Core Competencies in Action

Portrait of Bennet McNulty
Photo by Jacob Van Blarcom, CLAgency student

Philosophy often gets a bad rap for bringing students to a career dead end. Michael Bennett McNulty knows that can’t be further from the truth, and he wants his students and others to understand it, too. That’s why the assistant professor of philosophy applied to become a Career Readiness faculty fellow.

He set out to fine-tune his approach to helping students understand and communicate the utility of philosophy. “As educators, we have a moral imperative to set our students up to succeed in their careers and the future,” McNulty says. “Our students want to know how their learning is going to be useful for them, and we need to help them with that.” 

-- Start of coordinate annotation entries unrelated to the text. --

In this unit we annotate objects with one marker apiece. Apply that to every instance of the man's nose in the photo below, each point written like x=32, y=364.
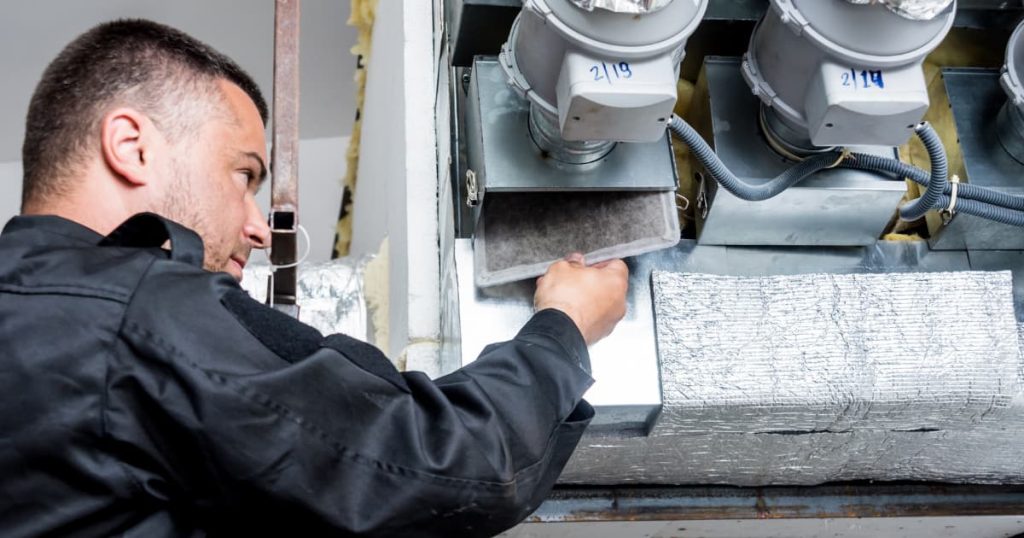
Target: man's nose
x=256, y=229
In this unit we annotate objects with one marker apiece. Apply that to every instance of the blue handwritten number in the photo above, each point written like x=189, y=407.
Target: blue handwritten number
x=621, y=71
x=877, y=78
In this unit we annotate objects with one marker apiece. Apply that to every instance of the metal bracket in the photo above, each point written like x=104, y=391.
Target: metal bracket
x=285, y=184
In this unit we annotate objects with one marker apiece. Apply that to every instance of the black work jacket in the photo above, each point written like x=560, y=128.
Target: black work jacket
x=142, y=396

McNulty is taking a multipronged approach to incorporating discussions of career readiness into his current and future courses. In his freshman philosophy class about sports, reason, and society, students use the RATE tool to assess the competencies they developed while researching, writing, and making a presentation. 

“Instead of me saying that this presentation is really helpful to improve your oral and written communication skills,” McNulty says, “students actually have to think about what they got out of it and how it will apply in the future.” 

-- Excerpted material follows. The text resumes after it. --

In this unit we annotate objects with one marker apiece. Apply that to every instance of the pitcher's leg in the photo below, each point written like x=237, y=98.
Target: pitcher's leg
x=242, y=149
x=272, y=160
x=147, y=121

McNulty and assistant philosophy professor Jessica Gordon-Roth are creating a new course on critical reasoning. It will help students hone—and track—their everyday reasoning skills related to arguments, statistics, and probability. Next, an existing course in early modern philosophy will get McNulty’s attention.

Students traditionally write an argumentative paper. Recognizing that long treatises usually aren’t part of the professional world, McNulty developed a new assignment where students pick a different writing style, such as poetry or dialogue from a play, analyze why it’s effective, and create an argument in that style. 

“No matter where students end up in their careers, they will have to engage with written disciplines, whether it’s writing memos, briefs, or articles,” McNulty says. “I wanted to make this class relevant to the challenges students face and the skills they need to develop to have fruitful careers.”